Data Scientist with 5+ years of experience building models and pipelines that bridge academic rigor and real-world impact. I specialize in statistical inference, machine learning, and optimization — with projects ranging from predicting NFL draft picks and modeling NCAA brackets, to portfolio optimization and experimental lab evaluations. My toolkit includes Python (Pandas, Scikit-learn, Plotly, Statsmodels), R (for teaching Probability and Statistics), and cloud tools like GCP and Looker Studio. Whether it's identifying undervalued prospects or building AI-powered draft agents, I turn data into decisions.
The NFL Scouting Combine is an annual, week-long event held normally in February at Lucas Oil Stadium in Indianapolis.
It’s a crucial pre-draft showcase for top college football players hoping to be selected by NFL teams.
Around 300 athletes are invited to perform a battery of physical and mental tests designed to assess their skills and potential on the field.
The core of the Combine is all about measurables. Players run the 40-yard dash, vertical jump, and broad jump to demonstrate speed, explosiveness, and agility. They also go through position-specific drills that showcase their technique and ability to perform game-like actions.
However, this event doesn’t really show the whole picture of a prospect for the NFL. In fact, my main hypothesis was that this specific event proved no impact on whether a CFB player would be selected or not. The only drill that could prove a difference would be the 40-yard dash while the other performance drills are not that important.
The dataset had the following variables:
Column | Description | Type |
---|---|---|
Player | Player name | string |
Pos | The position of the player | string |
School | Player’s high school or preparatory school | string |
College | College the player attended at time of combine | string |
Ht | Height of the player (in feet-inches, e.g., 6-1) | double |
Wt | Weight of the player (in pounds) | double |
40yd | Time in seconds for the 40-yard dash | double |
Vertical | Vertical jump height (in inches) | double |
Bench | Number of 225 lb bench press reps | int |
Broad Jump | Distance of broad jump (in inches) | double |
3Cone | Time in seconds for 3-cone drill | double |
Shuttle | Time in seconds for 20-yard shuttle | double |
Drafted (tm/rnd/yr) | Team, round, and year player was drafted | string |
When looking at the histograms for all the numerical variables within the dataset, we can see that the Height variable has some null data. Since the value is less that 5’5’’ there is a big chance that data is null and we need to evaluate how to work with it.
When taking a look at the distributions of times and bench presses, we see there are no clear outliers so we can consider the entire dataset for training regarding the combine measurements.
At first glance on the variables that were selected, there is no clear correlation on any of the variables for a player to be selected. Being the strongest the 40-yd dash with a 5% correlation. Note: the variables were already scaled when the correlation map was developed.
WRs are the most common position we can find within prospects for the draft, after that we find CB and RBs on the dataset.
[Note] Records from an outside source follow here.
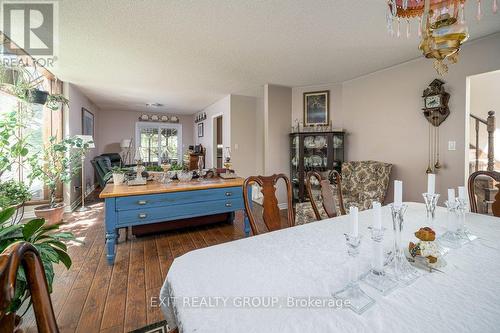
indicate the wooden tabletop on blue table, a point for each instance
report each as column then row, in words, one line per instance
column 153, row 187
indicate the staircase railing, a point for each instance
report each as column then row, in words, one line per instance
column 490, row 124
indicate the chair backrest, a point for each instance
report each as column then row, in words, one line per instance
column 271, row 212
column 25, row 255
column 114, row 159
column 495, row 207
column 327, row 188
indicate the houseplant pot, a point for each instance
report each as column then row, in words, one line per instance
column 118, row 178
column 36, row 96
column 51, row 215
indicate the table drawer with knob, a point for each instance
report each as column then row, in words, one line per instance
column 159, row 214
column 178, row 198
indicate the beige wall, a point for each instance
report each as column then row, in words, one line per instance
column 115, row 125
column 73, row 126
column 382, row 114
column 221, row 107
column 277, row 112
column 384, row 118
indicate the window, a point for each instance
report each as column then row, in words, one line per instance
column 42, row 124
column 20, row 171
column 158, row 142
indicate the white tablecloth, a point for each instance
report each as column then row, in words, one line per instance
column 311, row 260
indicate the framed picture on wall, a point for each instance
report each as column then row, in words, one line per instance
column 87, row 122
column 200, row 130
column 317, row 108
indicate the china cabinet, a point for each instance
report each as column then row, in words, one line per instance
column 314, row 151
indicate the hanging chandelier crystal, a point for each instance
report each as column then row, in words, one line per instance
column 441, row 26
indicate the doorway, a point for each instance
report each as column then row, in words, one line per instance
column 218, row 137
column 483, row 135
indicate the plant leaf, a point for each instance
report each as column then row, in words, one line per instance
column 31, row 227
column 6, row 214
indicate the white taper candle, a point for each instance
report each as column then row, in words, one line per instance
column 398, row 193
column 451, row 194
column 353, row 213
column 377, row 215
column 431, row 183
column 461, row 193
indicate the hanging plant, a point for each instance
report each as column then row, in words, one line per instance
column 56, row 101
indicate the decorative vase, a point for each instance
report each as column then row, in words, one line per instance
column 52, row 215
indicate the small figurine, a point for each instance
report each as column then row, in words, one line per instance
column 426, row 248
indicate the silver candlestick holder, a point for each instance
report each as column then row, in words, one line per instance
column 355, row 298
column 462, row 209
column 376, row 276
column 452, row 237
column 430, row 200
column 401, row 269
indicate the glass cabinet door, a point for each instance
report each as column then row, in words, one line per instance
column 315, row 152
column 295, row 165
column 338, row 151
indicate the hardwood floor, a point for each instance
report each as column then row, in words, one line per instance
column 95, row 297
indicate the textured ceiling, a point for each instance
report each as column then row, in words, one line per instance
column 187, row 54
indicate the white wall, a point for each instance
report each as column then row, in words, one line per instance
column 221, row 107
column 277, row 112
column 485, row 96
column 243, row 135
column 73, row 126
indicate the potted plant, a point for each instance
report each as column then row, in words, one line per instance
column 13, row 147
column 50, row 245
column 25, row 84
column 55, row 101
column 57, row 162
column 14, row 194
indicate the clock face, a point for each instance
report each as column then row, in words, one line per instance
column 433, row 101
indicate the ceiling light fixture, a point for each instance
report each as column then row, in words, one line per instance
column 154, row 105
column 442, row 26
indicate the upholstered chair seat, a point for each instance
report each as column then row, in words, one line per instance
column 305, row 210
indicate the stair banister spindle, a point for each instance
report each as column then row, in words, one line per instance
column 477, row 144
column 491, row 126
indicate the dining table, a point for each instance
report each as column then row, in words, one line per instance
column 283, row 281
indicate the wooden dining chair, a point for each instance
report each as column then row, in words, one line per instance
column 12, row 258
column 495, row 206
column 328, row 202
column 271, row 212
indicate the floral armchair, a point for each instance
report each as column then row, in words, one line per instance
column 364, row 182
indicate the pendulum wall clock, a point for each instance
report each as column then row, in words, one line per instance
column 435, row 111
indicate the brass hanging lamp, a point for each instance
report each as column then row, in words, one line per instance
column 442, row 26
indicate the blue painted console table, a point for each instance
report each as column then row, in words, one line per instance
column 155, row 202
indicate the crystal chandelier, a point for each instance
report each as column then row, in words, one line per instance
column 441, row 26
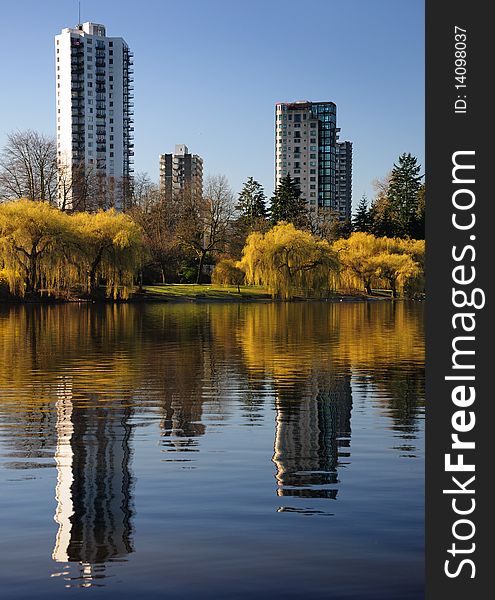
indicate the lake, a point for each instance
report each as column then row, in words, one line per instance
column 212, row 451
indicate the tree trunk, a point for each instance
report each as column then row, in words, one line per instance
column 200, row 267
column 32, row 273
column 92, row 275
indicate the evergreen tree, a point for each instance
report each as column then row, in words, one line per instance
column 252, row 202
column 403, row 194
column 361, row 220
column 287, row 205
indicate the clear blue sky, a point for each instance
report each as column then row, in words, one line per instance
column 209, row 72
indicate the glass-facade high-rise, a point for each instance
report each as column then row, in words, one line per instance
column 306, row 148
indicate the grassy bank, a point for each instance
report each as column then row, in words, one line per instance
column 192, row 292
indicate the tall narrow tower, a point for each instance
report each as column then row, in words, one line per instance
column 179, row 171
column 306, row 148
column 94, row 118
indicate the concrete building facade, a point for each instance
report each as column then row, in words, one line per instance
column 306, row 136
column 179, row 171
column 94, row 113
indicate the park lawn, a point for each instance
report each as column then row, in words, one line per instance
column 191, row 291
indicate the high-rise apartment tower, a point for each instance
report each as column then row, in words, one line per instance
column 181, row 170
column 94, row 115
column 306, row 136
After that the most players that are noted are Linemen, whether offensive or defensive.
For the modelling we considered 3 different models and compare which is the best approach:
Even though the RF was the best performer when evaluating on the train dataset, turned out to be overfitted. This occurs a lot due to the Random Forest nature. On the other side, the L1 Penalization turned out to be the best performer when predicting the 2022 class. Also, a good model would be the one that can identify prospects (labeled as 1) without really being drafted, since that player could turn out to be a breakout player that other teams were not interested in. On the notable players the model recommends to draft that were not drafted is Cameron Dicker, Kicker for the Los Angeles Chargers and Jaylen Warren, RB for the Pittsburgh Steelers. On the other side, the model recommended to draft Brock Purdy. And the model recommended not to draft Tyler Allegier.
The results are presented below. I’ve only included the final model selected to show the metrics of it. Main metrics: On test data
We see a really good ROC Curve. Meaning that the model is able to detect TP. Meaning it recommends slightly more as a scout. However, the model is able to identify undrafted players that can be good prospects.
On this summary we see that one of the most important variables is the 40 yd. Which is normally the most talked metric on NFL players, whereas variables such as School do not factor much into whether a player is being drafted or not. The other variables are the weight and the vertical jump. Curiously they work inversely. In a sport like Football one would think that bigger players are prone to be selected. In this case we see that weight works inversely for being drafted.